While the palace was being built, the toilet and bathroom were deemed unnecessary and those sections were not built. In the king's and nobles' chambers, there were chairs with open centers like a toilet. The non-nobles had no such thing, and the doors of the palace rooms were made of silver to prevent the spread of the smell. After the 1789 French Revolution, 9 toilets were built in the palace.
Salon De Venus is the magnificent marble hall of the palace. There is a statue of Louis the 14th in the middle of the hall. The Queen Bedroom is one of the other important rooms with its white and gold wooden furniture. Hall D'Apollon, XIV. Louis has the throne room and many more rooms.
There are also two places called the Grand Trianon and Petit Trianon. The Grand Trianon was then a good spot to escape the endless activity of the courtyard. Special people were invited here.
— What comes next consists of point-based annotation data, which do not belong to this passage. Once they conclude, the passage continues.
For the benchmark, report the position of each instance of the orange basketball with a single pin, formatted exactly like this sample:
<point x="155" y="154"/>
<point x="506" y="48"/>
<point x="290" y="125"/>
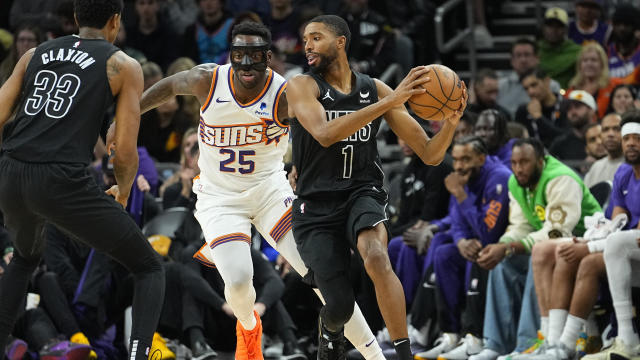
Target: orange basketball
<point x="442" y="97"/>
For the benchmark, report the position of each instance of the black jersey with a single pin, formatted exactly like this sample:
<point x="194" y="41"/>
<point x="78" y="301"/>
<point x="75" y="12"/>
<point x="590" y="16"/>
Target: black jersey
<point x="65" y="94"/>
<point x="349" y="164"/>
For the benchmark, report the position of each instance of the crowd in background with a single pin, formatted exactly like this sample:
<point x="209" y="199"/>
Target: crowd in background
<point x="465" y="243"/>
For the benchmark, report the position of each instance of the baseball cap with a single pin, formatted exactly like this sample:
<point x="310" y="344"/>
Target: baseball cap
<point x="583" y="97"/>
<point x="558" y="14"/>
<point x="596" y="3"/>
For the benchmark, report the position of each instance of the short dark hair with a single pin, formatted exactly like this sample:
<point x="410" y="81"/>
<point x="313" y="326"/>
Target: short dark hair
<point x="534" y="142"/>
<point x="477" y="144"/>
<point x="524" y="41"/>
<point x="252" y="28"/>
<point x="337" y="25"/>
<point x="500" y="123"/>
<point x="632" y="115"/>
<point x="96" y="13"/>
<point x="537" y="72"/>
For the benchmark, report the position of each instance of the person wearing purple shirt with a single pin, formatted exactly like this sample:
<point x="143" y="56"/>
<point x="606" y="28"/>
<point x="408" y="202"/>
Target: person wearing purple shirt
<point x="478" y="186"/>
<point x="491" y="127"/>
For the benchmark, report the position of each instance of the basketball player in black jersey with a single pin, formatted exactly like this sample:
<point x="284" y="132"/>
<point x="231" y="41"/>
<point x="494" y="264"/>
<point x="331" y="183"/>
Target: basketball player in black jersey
<point x="335" y="116"/>
<point x="60" y="92"/>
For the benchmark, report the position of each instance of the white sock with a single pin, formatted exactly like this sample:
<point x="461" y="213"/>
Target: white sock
<point x="571" y="332"/>
<point x="231" y="259"/>
<point x="544" y="326"/>
<point x="557" y="318"/>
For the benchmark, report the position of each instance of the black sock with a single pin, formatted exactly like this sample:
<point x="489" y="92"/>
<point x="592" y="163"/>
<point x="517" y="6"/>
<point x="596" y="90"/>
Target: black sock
<point x="196" y="335"/>
<point x="403" y="349"/>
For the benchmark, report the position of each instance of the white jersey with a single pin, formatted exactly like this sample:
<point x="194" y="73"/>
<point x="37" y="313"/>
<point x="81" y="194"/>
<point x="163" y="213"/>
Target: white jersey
<point x="240" y="144"/>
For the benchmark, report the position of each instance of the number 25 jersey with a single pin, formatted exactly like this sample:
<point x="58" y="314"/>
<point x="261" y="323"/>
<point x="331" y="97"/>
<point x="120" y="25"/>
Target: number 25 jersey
<point x="64" y="100"/>
<point x="240" y="144"/>
<point x="349" y="164"/>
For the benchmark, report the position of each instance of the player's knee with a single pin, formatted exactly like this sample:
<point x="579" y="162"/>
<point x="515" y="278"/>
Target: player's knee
<point x="377" y="262"/>
<point x="591" y="267"/>
<point x="338" y="311"/>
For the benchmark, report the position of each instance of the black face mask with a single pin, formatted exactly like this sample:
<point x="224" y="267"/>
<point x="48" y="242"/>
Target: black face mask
<point x="249" y="58"/>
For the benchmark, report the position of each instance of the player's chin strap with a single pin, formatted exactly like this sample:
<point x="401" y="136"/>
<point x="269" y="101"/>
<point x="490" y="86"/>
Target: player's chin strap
<point x="630" y="128"/>
<point x="247" y="63"/>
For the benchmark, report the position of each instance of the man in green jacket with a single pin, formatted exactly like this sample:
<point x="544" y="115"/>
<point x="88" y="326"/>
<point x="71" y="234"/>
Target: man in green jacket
<point x="546" y="200"/>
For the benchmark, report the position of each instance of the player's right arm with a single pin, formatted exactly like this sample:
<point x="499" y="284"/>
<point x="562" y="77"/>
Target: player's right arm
<point x="10" y="91"/>
<point x="196" y="82"/>
<point x="302" y="96"/>
<point x="126" y="81"/>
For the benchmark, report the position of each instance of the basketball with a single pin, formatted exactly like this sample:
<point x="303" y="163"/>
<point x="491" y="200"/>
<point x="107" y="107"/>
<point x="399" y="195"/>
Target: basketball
<point x="442" y="97"/>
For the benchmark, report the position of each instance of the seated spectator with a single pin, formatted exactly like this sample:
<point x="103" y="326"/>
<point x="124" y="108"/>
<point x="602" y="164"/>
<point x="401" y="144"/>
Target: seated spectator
<point x="544" y="115"/>
<point x="587" y="25"/>
<point x="605" y="168"/>
<point x="557" y="53"/>
<point x="623" y="50"/>
<point x="207" y="39"/>
<point x="479" y="218"/>
<point x="623" y="98"/>
<point x="25" y="37"/>
<point x="592" y="76"/>
<point x="162" y="128"/>
<point x="491" y="127"/>
<point x="150" y="34"/>
<point x="485" y="89"/>
<point x="511" y="93"/>
<point x="546" y="200"/>
<point x="371" y="49"/>
<point x="284" y="22"/>
<point x="581" y="112"/>
<point x="622" y="250"/>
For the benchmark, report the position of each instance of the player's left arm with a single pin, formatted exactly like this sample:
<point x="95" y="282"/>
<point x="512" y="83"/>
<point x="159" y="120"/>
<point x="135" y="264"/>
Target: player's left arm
<point x="10" y="91"/>
<point x="430" y="150"/>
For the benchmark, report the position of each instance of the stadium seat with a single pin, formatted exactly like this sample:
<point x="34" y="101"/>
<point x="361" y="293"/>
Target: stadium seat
<point x="166" y="223"/>
<point x="601" y="192"/>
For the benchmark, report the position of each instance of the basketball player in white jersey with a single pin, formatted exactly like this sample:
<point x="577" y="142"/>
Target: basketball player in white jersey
<point x="243" y="135"/>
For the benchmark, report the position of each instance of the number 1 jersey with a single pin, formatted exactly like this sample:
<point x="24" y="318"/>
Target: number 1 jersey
<point x="65" y="96"/>
<point x="349" y="164"/>
<point x="240" y="144"/>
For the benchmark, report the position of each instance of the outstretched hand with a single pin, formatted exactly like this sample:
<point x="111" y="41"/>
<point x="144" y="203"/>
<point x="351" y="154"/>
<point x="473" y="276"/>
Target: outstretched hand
<point x="410" y="85"/>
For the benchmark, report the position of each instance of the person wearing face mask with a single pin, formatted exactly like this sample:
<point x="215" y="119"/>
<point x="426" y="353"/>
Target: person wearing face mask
<point x="478" y="218"/>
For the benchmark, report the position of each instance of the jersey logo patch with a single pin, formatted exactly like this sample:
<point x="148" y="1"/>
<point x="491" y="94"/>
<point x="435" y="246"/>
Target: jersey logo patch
<point x="328" y="95"/>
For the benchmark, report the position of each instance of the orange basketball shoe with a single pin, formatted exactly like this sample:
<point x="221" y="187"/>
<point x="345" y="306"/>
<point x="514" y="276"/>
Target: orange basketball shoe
<point x="249" y="342"/>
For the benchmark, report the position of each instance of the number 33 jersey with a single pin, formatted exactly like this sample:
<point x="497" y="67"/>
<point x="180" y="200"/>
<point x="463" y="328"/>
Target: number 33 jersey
<point x="240" y="144"/>
<point x="64" y="101"/>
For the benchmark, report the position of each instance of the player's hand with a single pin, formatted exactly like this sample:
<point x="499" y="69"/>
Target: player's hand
<point x="143" y="184"/>
<point x="110" y="140"/>
<point x="454" y="119"/>
<point x="469" y="248"/>
<point x="534" y="107"/>
<point x="491" y="255"/>
<point x="226" y="308"/>
<point x="410" y="86"/>
<point x="293" y="177"/>
<point x="573" y="252"/>
<point x="121" y="198"/>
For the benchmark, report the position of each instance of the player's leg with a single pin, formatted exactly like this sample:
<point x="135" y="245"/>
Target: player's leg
<point x="76" y="205"/>
<point x="275" y="215"/>
<point x="622" y="255"/>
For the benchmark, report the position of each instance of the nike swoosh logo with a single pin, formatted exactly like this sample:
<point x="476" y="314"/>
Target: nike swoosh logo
<point x="371" y="342"/>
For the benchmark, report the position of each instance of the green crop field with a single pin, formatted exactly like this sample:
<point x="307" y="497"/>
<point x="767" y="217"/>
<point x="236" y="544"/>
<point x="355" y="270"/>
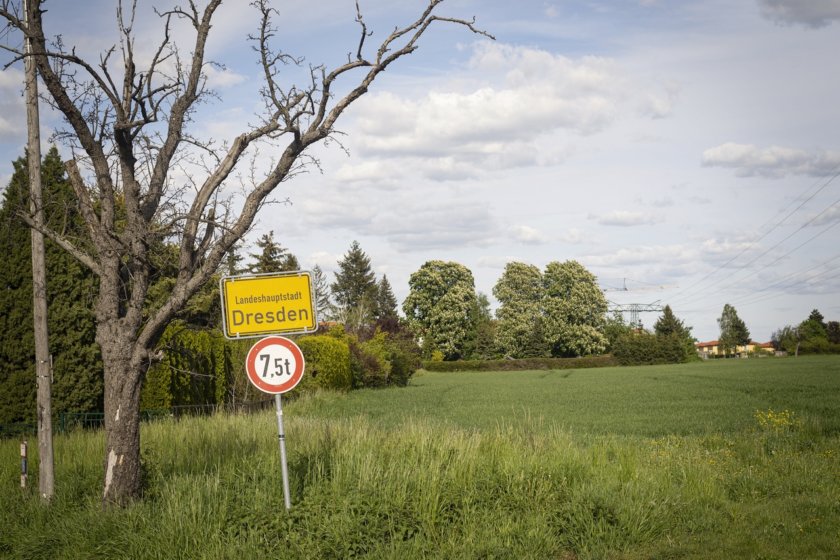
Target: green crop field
<point x="724" y="459"/>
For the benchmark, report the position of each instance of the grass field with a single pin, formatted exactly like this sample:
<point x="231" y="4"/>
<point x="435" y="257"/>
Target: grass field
<point x="725" y="459"/>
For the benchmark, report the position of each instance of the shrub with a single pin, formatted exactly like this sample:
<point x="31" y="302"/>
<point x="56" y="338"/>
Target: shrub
<point x="523" y="364"/>
<point x="384" y="358"/>
<point x="644" y="348"/>
<point x="327" y="362"/>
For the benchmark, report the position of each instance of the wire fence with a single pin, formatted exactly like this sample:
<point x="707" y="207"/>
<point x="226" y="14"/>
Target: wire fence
<point x="69" y="421"/>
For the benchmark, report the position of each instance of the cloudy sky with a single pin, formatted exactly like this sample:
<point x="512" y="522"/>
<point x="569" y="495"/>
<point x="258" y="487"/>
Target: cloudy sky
<point x="685" y="152"/>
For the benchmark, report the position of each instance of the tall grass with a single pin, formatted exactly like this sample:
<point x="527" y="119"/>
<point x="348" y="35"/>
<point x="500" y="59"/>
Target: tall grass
<point x="514" y="484"/>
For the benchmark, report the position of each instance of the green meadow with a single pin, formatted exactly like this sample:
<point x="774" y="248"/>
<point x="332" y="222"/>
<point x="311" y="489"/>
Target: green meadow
<point x="721" y="459"/>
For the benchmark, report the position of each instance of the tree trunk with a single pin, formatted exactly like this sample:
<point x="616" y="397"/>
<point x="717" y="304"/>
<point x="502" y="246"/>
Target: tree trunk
<point x="122" y="419"/>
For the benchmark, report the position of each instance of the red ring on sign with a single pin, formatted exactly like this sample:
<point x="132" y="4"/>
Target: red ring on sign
<point x="251" y="365"/>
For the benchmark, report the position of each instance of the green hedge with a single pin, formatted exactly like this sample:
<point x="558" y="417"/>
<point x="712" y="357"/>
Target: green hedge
<point x="523" y="364"/>
<point x="327" y="362"/>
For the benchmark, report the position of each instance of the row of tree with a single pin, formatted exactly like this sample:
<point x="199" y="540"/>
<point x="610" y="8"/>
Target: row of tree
<point x="814" y="335"/>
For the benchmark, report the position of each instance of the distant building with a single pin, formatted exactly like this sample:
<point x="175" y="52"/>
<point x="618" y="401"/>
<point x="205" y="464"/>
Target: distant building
<point x="712" y="349"/>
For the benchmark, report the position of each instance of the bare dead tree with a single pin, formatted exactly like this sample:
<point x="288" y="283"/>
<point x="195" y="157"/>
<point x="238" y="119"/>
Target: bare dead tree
<point x="128" y="129"/>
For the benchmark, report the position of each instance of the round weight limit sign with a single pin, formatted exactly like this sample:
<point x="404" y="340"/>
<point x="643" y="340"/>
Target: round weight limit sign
<point x="274" y="365"/>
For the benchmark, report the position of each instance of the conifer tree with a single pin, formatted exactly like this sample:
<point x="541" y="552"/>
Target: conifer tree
<point x="272" y="257"/>
<point x="322" y="293"/>
<point x="355" y="282"/>
<point x="77" y="369"/>
<point x="733" y="331"/>
<point x="386" y="302"/>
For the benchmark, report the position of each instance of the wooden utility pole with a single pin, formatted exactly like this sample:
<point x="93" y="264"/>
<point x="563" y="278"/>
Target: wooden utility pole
<point x="43" y="363"/>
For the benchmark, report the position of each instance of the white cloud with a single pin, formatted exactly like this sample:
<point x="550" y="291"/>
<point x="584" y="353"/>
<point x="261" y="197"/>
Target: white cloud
<point x="516" y="102"/>
<point x="12" y="110"/>
<point x="624" y="218"/>
<point x="643" y="256"/>
<point x="527" y="235"/>
<point x="829" y="216"/>
<point x="572" y="236"/>
<point x="222" y="77"/>
<point x="495" y="263"/>
<point x="774" y="162"/>
<point x="811" y="13"/>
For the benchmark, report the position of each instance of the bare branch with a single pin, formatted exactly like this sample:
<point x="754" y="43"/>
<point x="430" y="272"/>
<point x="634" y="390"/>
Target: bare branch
<point x="77" y="253"/>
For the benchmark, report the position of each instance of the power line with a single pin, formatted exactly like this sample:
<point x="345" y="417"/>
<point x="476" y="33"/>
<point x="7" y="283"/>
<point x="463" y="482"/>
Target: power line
<point x="778" y="224"/>
<point x="800" y="228"/>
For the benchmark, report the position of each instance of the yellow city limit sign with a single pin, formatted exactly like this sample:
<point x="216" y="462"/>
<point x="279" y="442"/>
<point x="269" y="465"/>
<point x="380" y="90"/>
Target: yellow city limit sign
<point x="263" y="304"/>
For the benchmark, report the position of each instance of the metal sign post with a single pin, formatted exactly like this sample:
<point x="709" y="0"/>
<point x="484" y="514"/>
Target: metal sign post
<point x="275" y="365"/>
<point x="271" y="304"/>
<point x="284" y="464"/>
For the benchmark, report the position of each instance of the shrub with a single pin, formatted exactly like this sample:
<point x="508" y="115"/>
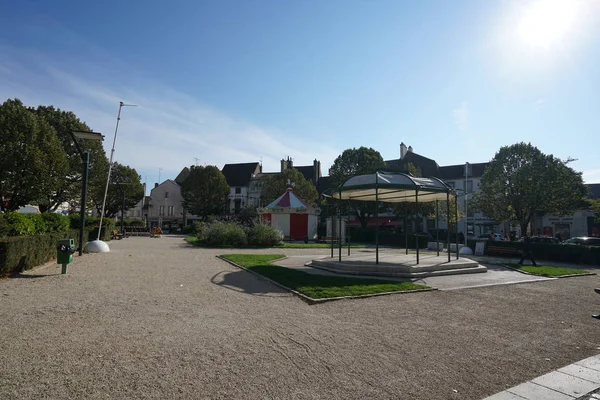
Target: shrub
<point x="558" y="252"/>
<point x="20" y="253"/>
<point x="4" y="226"/>
<point x="56" y="222"/>
<point x="222" y="234"/>
<point x="188" y="229"/>
<point x="20" y="224"/>
<point x="39" y="223"/>
<point x="264" y="235"/>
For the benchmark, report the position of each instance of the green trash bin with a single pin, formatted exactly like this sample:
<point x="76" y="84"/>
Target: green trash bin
<point x="64" y="253"/>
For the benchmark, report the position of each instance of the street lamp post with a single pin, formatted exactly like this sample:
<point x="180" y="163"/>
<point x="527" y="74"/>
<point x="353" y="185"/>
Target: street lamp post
<point x="85" y="157"/>
<point x="110" y="164"/>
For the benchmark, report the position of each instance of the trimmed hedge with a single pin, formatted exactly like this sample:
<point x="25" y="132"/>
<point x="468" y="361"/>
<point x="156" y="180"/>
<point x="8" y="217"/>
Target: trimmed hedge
<point x="20" y="253"/>
<point x="557" y="252"/>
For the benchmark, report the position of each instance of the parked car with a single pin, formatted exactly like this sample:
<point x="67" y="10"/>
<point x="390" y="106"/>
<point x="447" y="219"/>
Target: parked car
<point x="583" y="241"/>
<point x="497" y="237"/>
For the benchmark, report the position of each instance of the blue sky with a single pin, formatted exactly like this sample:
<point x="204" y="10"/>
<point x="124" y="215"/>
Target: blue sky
<point x="240" y="81"/>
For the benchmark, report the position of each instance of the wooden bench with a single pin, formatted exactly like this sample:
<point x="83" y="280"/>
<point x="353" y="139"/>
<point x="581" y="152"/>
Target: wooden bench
<point x="503" y="250"/>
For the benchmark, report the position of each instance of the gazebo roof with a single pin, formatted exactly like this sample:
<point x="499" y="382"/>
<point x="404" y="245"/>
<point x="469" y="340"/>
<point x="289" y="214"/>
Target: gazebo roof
<point x="289" y="200"/>
<point x="392" y="188"/>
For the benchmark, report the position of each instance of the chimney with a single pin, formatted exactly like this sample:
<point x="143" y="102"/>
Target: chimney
<point x="402" y="150"/>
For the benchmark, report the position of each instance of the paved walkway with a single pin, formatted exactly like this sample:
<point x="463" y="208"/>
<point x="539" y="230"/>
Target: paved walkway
<point x="571" y="382"/>
<point x="496" y="275"/>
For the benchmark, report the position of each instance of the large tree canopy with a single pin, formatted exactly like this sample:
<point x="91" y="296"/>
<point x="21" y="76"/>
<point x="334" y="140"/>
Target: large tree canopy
<point x="124" y="179"/>
<point x="352" y="162"/>
<point x="521" y="180"/>
<point x="205" y="191"/>
<point x="69" y="188"/>
<point x="277" y="184"/>
<point x="32" y="162"/>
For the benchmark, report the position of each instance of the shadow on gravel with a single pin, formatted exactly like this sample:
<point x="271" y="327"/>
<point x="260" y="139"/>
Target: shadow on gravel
<point x="242" y="281"/>
<point x="30" y="276"/>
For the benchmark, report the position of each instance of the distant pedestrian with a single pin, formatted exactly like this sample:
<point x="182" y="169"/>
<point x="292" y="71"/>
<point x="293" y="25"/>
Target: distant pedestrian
<point x="527" y="250"/>
<point x="597" y="316"/>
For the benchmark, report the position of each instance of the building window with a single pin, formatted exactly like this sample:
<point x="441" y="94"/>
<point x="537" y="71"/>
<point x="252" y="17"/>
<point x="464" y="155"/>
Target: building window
<point x="469" y="187"/>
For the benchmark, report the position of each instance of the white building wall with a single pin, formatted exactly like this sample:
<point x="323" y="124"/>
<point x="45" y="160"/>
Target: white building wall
<point x="242" y="196"/>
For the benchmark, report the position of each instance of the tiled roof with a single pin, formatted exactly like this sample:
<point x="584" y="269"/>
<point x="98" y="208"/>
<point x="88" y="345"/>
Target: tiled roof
<point x="240" y="174"/>
<point x="185" y="172"/>
<point x="289" y="200"/>
<point x="323" y="184"/>
<point x="458" y="171"/>
<point x="308" y="172"/>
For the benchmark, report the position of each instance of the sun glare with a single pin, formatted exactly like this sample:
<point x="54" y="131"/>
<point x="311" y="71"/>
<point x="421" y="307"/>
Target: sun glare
<point x="547" y="22"/>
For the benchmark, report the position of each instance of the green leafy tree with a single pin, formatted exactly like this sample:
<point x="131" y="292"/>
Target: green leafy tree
<point x="352" y="162"/>
<point x="277" y="184"/>
<point x="521" y="181"/>
<point x="69" y="189"/>
<point x="123" y="179"/>
<point x="205" y="191"/>
<point x="32" y="162"/>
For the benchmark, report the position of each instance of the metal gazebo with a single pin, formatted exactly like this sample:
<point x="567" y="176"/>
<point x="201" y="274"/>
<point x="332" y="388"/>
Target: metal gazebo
<point x="395" y="187"/>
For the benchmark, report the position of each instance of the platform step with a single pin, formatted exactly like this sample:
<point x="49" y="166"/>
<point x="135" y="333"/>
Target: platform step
<point x="399" y="272"/>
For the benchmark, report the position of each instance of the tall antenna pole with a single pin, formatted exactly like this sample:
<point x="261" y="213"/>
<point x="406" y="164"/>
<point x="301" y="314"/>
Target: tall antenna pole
<point x="112" y="153"/>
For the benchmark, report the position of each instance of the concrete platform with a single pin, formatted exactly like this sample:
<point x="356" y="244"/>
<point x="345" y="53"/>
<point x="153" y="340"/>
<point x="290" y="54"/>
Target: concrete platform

Petit Trianon, XIV. It was made at the request of Madame de Pompadour, a favorite of Louis. Later XIV. Louis gifted it to his wife, Marie Antoinette. Marie gave special invitations and organized evenings here.
Palace of Versailles Gardens
Gardens with geometric shapes are among the most striking parts of the palace. Parallel paths between trees, pruned greens in the same direction. When you walk among the trees, you can see the fountains decorated with statues and flower boards. Geometrically shaped lawns have been cut in the same way for centuries.
The French Revolution caused 7000 hectares of the park to be cut down and the palace was abandoned for a long time. Napoleon Bonaparte reserved the Grand Trianon for himself here. It was converted into a reception hall during the reign of Napoleon III.
Uncertain Facts About Versailles
In the palace, no one could dress according to their own wishes. They had a dress code they had to follow. Non-nobles could not wear clothes like the king.
There were narrow corsets and thick skirts that servants had to wear. During service, the servants had to practice a lot in order not to fall over, as they were constantly bowing in front of someone in the palace.
If you were lucky, you could accompany the king when it was time to go to bed or wake up and had the honor of removing his clothes.